Fall '23 Speaker Series: Miao "Alfred" Wang

Departmental Event

Start Date: Nov 08, 2023 - 12:00pm
End Date: Nov 08, 2023 - 01:30pm

Location: Social Sciences Building - Room 2071

Please join us Wednesday, November 8th, 2023 from 12:30p-1:30p in room 2071 of the Social Science Building as we welcome PhD Candidate Miao "Alfred" Wang to discuss his dissertation work. Talk title and abstract are below. This event is free and open to the public.

If you are interested in an online broadcast of this talk, please contact Department Administrator Marliss McGarvey.

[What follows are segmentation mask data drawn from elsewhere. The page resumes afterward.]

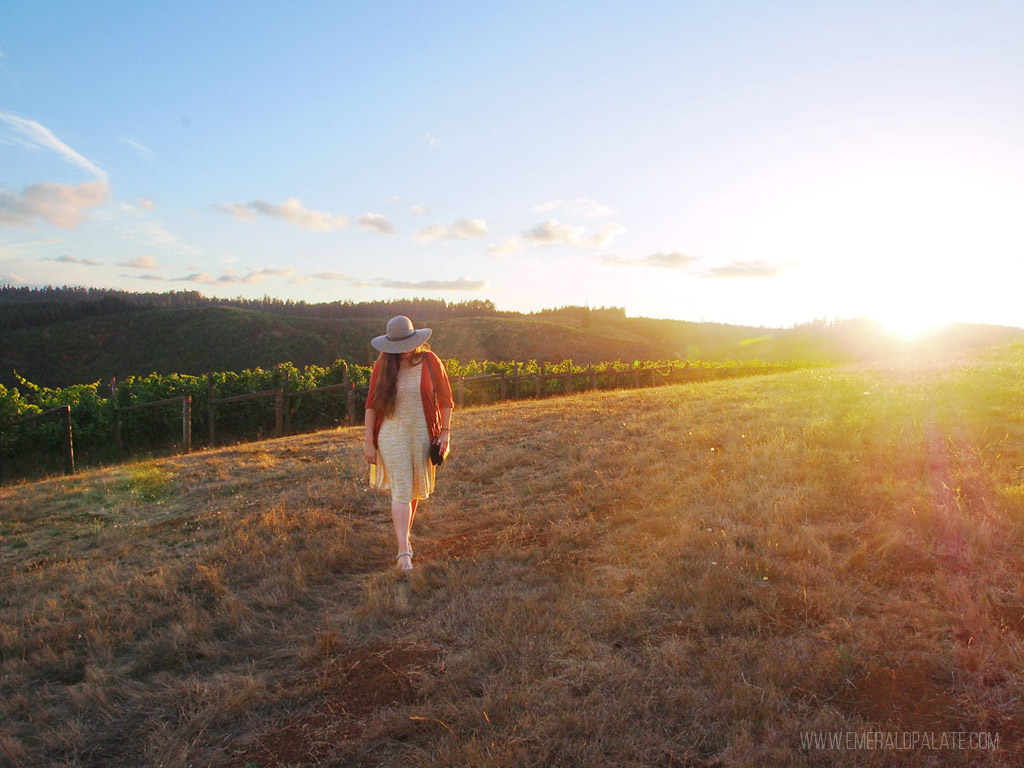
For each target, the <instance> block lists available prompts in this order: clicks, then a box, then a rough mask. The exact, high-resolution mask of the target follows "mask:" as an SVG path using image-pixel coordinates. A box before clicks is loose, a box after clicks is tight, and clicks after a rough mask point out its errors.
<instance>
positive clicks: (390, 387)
mask: <svg viewBox="0 0 1024 768" xmlns="http://www.w3.org/2000/svg"><path fill="white" fill-rule="evenodd" d="M431 333H432V332H431V330H430V329H429V328H422V329H420V330H416V329H414V328H413V322H412V321H411V319H410V318H409V317H406V316H404V315H401V314H399V315H397V316H396V317H392V318H391V319H390V321H388V324H387V334H386V335H384V336H378V337H376V338H375V339H373V341H371V342H370V343H371V344H372V345H373V347H374V348H375V349H378V350H380V355H379V356H378V357H377V361H376V362H375V364H374V370H373V373H372V374H371V375H370V392H369V394H368V395H367V419H366V422H367V433H366V439H365V440H364V442H362V456H364V457H365V458H366V460H367V463H368V464H370V467H371V469H370V482H371V484H372V485H373V486H374V487H377V488H380V489H381V490H388V489H390V490H391V518H392V520H393V521H394V535H395V538H396V539H397V540H398V555H397V557H396V558H395V559H396V560H397V561H398V563H397V565H398V567H399V568H400V569H401V570H402V571H409V570H412V569H413V546H412V545H411V544H410V541H409V535H410V531H411V530H412V529H413V519H414V518H415V517H416V506H417V503H418V502H419V501H420V500H421V499H426V498H427V497H429V496H430V494H431V493H433V489H434V465H433V464H432V463H431V461H430V445H431V443H437V444H438V445H439V447H440V451H441V454H442V455H443V454H445V453H447V450H449V446H450V445H451V442H452V430H451V422H452V409H453V408H454V406H455V401H454V400H453V399H452V386H451V384H450V383H449V378H447V372H446V371H445V370H444V366H442V365H441V361H440V358H439V357H438V356H437V355H436V354H434V353H433V352H431V351H430V349H429V347H427V346H426V341H427V339H429V338H430V334H431Z"/></svg>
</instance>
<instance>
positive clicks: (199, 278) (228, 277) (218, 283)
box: [168, 270, 266, 286]
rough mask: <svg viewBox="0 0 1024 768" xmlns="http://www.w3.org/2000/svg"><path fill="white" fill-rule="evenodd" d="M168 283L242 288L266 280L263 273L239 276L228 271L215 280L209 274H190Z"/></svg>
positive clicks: (230, 271) (218, 276) (256, 271)
mask: <svg viewBox="0 0 1024 768" xmlns="http://www.w3.org/2000/svg"><path fill="white" fill-rule="evenodd" d="M168 280H169V281H171V282H173V283H202V284H205V285H209V286H223V285H244V286H256V285H259V284H260V283H262V282H263V281H264V280H266V273H265V272H264V271H262V270H261V271H250V272H246V273H245V274H240V273H238V272H234V271H231V270H228V271H226V272H224V273H223V274H221V275H220V276H217V278H215V276H214V275H212V274H210V272H191V273H190V274H185V275H184V276H181V278H169V279H168Z"/></svg>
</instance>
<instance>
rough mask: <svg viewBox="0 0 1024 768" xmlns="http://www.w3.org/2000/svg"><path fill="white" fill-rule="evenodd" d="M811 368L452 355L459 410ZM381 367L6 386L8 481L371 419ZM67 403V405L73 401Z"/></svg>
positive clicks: (152, 376) (783, 366)
mask: <svg viewBox="0 0 1024 768" xmlns="http://www.w3.org/2000/svg"><path fill="white" fill-rule="evenodd" d="M804 366H805V364H773V362H762V361H754V362H742V364H737V362H701V361H681V360H644V361H635V362H622V361H612V362H602V364H598V365H592V366H586V367H580V366H575V365H573V364H572V361H571V360H563V361H561V362H559V364H554V365H552V364H545V362H540V364H539V362H537V361H536V360H530V361H527V362H516V361H507V362H499V361H483V362H477V361H473V362H470V364H468V365H460V364H459V362H458V361H456V360H449V361H446V362H445V368H446V370H447V372H449V376H450V379H451V380H452V388H453V392H454V394H455V397H456V402H457V404H458V407H459V408H464V407H466V406H473V404H483V403H487V402H495V401H498V400H504V399H510V398H511V399H519V398H522V397H530V398H538V397H546V396H551V395H555V394H563V393H571V392H575V391H583V390H594V389H616V388H625V387H628V388H635V387H645V386H655V385H659V384H666V383H678V382H684V381H698V380H705V379H711V378H732V377H738V376H751V375H756V374H767V373H774V372H779V371H787V370H793V369H795V368H801V367H804ZM370 373H371V369H370V368H367V367H362V366H350V365H348V364H347V362H346V361H345V360H337V361H336V362H335V364H334V365H332V366H329V367H317V366H309V367H307V368H304V369H302V370H299V369H298V368H296V367H295V366H293V365H292V364H287V362H286V364H281V365H279V366H275V367H274V368H273V369H270V370H262V369H252V370H246V371H242V372H220V373H210V374H207V375H205V376H188V375H180V374H171V375H166V376H162V375H159V374H152V375H150V376H144V377H137V376H136V377H128V378H126V379H124V380H122V381H115V380H114V379H112V380H111V381H110V382H106V383H102V384H101V383H100V382H95V383H93V384H78V385H74V386H70V387H65V388H57V389H50V388H44V387H40V386H37V385H35V384H33V383H31V382H29V381H27V380H26V379H24V378H20V377H18V385H19V386H18V387H14V388H12V389H7V388H5V387H4V386H3V385H0V478H10V477H27V476H39V475H43V474H49V473H54V472H58V471H61V470H62V471H65V472H71V471H74V465H75V463H77V464H79V465H80V466H81V465H83V464H92V465H96V464H105V463H112V462H116V461H121V460H123V459H124V458H125V457H128V456H131V455H139V454H142V455H153V454H167V453H187V452H189V451H190V450H193V449H194V447H196V446H203V447H212V446H215V445H217V444H225V443H233V442H241V441H249V440H259V439H263V438H267V437H275V436H281V435H284V434H291V433H296V432H310V431H315V430H318V429H329V428H333V427H338V426H341V425H343V424H348V425H354V424H359V423H361V421H362V413H364V406H365V403H366V397H367V389H368V387H369V382H370ZM66 407H67V408H66Z"/></svg>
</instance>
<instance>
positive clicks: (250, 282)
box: [217, 271, 266, 286]
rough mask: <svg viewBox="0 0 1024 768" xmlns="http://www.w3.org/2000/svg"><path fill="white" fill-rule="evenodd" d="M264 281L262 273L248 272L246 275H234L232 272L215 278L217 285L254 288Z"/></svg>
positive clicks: (222, 274)
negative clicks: (216, 278)
mask: <svg viewBox="0 0 1024 768" xmlns="http://www.w3.org/2000/svg"><path fill="white" fill-rule="evenodd" d="M264 280H266V274H265V273H264V272H262V271H259V272H249V273H248V274H236V273H234V272H233V271H227V272H225V273H224V274H221V275H220V276H219V278H217V282H218V283H239V284H242V285H246V286H255V285H259V284H260V283H262V282H263V281H264Z"/></svg>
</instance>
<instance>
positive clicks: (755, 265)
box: [700, 259, 782, 278]
mask: <svg viewBox="0 0 1024 768" xmlns="http://www.w3.org/2000/svg"><path fill="white" fill-rule="evenodd" d="M781 271H782V265H781V264H772V263H771V262H768V261H763V260H761V259H758V260H756V261H733V262H731V263H729V264H726V265H725V266H717V267H715V268H714V269H709V270H708V272H707V273H706V274H701V275H700V276H701V278H775V276H777V275H778V274H779V273H781Z"/></svg>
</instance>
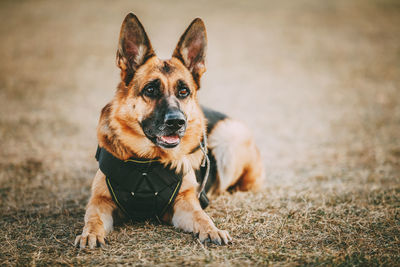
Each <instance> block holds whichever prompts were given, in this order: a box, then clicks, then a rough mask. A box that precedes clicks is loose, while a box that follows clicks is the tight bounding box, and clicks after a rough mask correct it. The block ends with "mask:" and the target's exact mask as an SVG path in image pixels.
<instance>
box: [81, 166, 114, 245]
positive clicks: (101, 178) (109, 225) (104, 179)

An event flyer can be viewed and downloaded at this link [PDF].

Title:

Presidential Unilateralism in Contemporary U.S. Trade Policymaking: An Analysis of the Section 232 Tariff Exclusion Process by the Trump Administration.

Abstract:

My doctoral dissertation explores the political factors that impact the tariff exclusion process of the Trump Administration’s punitive steel tariff. On March 1, 2018, President Trump declared a 25% tariff on certain steel imports by invoking Section 232 of the 1962 Trade Expansion Act and started a two-year Trade War (2018-2019). This tariff action was neither the first nor the largest move by the Trump Administration in the Trade War but remains a very extraordinary one due to its drastic market reaction, profound foreign policy ramifications, controversial statutory basis, and the historical, cultural, and political weights of the steel industry which the tariff aimed to protect. Despite these remarkable tariff measures and consistent trade-protectionist rhetoric, the Trump Administration was simultaneously issuing a very high percentage of exceptions to domestic companies which used the tariffed steel products. The remarkable inconsistency calls for an academic explanation. I argue that the Trump Administration took these contradictory presidential unilateral actions to achieve multiple goals at the same time: to pressure foreign trade partners and to protect vulnerable domestic industries on one hand and to avert hurting domestic users of the tariffed products on the other hand. When reviewing the tariff exclusion requests from across the country, the Trump Administration would exercise differentiation and prioritization in favor of constituencies with a higher share of the president’s supporters to maximize the utility of each tariff exclusion. Domestic electoral consideration is predicted to dominate President Trump’s most followed unilateral actions on the international trade issue.


Speaker Bio:

Alfred Wang is currently a doctoral candidate studying political science at UNM, with concentrations in American politics and comparative politics. His supervisor is Dr. Michael Rocca.